Je suis la dernière levée, comme d’habitude, mais je me réveille tout juste ! j’ai la chance de dormir profondément et si j’ai parfois des insomnies, elles se comptent par an sur les doigts de la main !

Dans une boutique d’articles de pêche du Moule où, avec Antoine,  elle achetait du gros fil pour le cerf-volant de Joan, les deux vendeuses ont  voulu plaisanter en lui demandant si elle allait pêcher… parce qu’une femme… n’est-ce pas ? ça laisse cela aux hommes… Pour .leur clouer le bec, Antoine a sorti son smartphone et leur a mis sous le nez la photo-témoin du trophée de sa maman ! Ah mais ! on ne plaisante pas avec l’honneur d’une pêcheuse ! 

J’ai terminé « Le Barrage contre le Pacifique » et si je n’ai pas vraiment été convaincue par son écriture trop toufffue et décousue, j’ai néanmoins beaucoup appris sur la vie dans les colonies françaises de l’époque, et il n’y a vraiment pas de quoi être fiers de nos administrations corrompues et inhumaines qui sciemment, toute honte bue, ne distribuaient pas les vaccins qui auraient permis d’éviter la mort d’enfants ("indigènes" bien sûr) contaminés par le choléra. Ils faisaient aussi leur choux gras en n’attribuant les concessions cultivables qu’à ceux qui pouvaient leur graisser la patte, et vendant aux paumés impécunieux les terres stériles qui les ruineraient à coup sûr et que l’on pourrait refiler à d’autres victimes.
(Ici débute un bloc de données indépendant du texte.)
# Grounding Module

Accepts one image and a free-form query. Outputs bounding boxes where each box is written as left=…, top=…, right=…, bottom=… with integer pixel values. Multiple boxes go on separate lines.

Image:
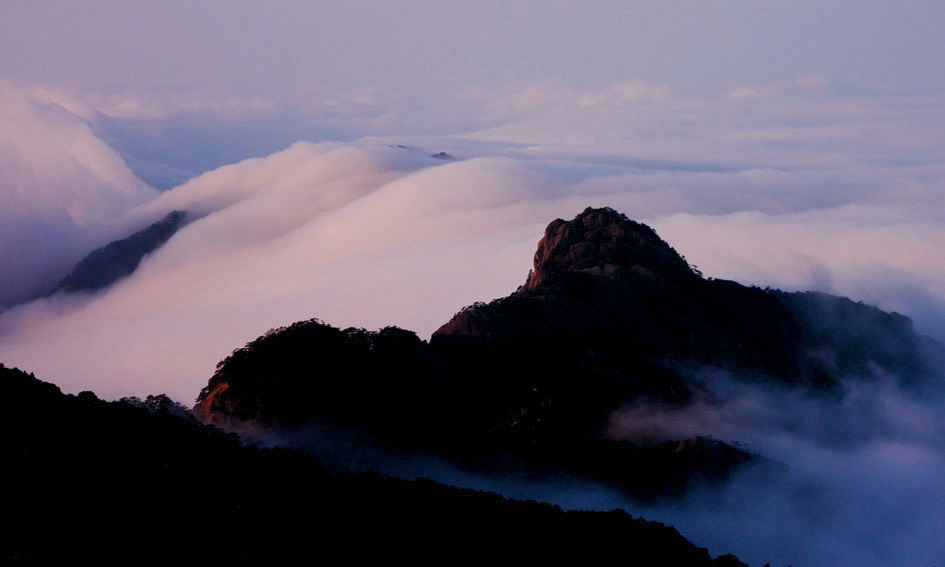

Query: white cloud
left=726, top=74, right=829, bottom=99
left=2, top=78, right=945, bottom=566
left=0, top=83, right=156, bottom=305
left=577, top=80, right=671, bottom=106
left=607, top=369, right=945, bottom=567
left=1, top=81, right=944, bottom=404
left=0, top=144, right=555, bottom=400
left=30, top=85, right=277, bottom=121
J’ai refermé le livre en me posant beaucoup de questions sur ceux que j’ai connus dans mon enfance et qui, tellement prestigieux, revenaient en vacances des « colonies » (on ne savait pas vraiment où c’était) mais avec l’air prospère et triomphant de ceux qui avaient « réussi » !   

Combien d’allers et retours cet hélicoptère a-t-il fait à basse altitude en longeant la côte ? J’ai tout d’abord pensé à un accident et au transport de blessés vers l’hôpital, mais il ne s’agit pas d’un hélico sanitaire, mais celui de la gendarmerie… Sans doute une histoire de ballots suspects jetés à la mer.
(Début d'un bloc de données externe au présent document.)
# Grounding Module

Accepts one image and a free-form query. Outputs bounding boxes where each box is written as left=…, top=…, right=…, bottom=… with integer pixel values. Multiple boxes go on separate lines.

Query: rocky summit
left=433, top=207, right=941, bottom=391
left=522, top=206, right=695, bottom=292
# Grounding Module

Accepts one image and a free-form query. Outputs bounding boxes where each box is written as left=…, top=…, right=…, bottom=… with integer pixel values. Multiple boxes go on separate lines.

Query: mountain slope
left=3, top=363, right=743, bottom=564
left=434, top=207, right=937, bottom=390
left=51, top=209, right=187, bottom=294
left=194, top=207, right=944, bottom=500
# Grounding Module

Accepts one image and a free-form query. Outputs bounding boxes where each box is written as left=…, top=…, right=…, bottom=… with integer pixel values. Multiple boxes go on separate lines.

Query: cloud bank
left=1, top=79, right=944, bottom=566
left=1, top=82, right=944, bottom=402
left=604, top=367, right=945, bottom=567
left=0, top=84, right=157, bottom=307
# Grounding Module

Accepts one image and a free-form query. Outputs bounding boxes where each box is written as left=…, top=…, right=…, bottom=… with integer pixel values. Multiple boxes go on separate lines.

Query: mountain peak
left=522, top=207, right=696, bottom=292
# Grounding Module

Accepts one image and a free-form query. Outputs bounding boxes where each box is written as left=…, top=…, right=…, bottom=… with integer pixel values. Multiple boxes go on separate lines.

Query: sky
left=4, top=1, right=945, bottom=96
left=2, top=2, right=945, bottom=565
Une averse tropicale brève mais intense permet à un oiseau perché sur un frangipanier de se laver. Il ouvre les ailes, se présente à rebrousse-plume à l’ondée et s’ébroue vigoureusement.

Un cousin généalogique qui a fouillé mieux que moi les archives paroissiales a trouvé l’acte de baptême d’un ancêtre commun dans une paroisse du Morbihan proche de celle où je cherchais en vain dans le Finistère. L’arbre se meuble de sept ancêtres de plus et comble trois générations des Le Clanche. Dans les vieux registres, le prêtre aurait écrit « Les Clanche »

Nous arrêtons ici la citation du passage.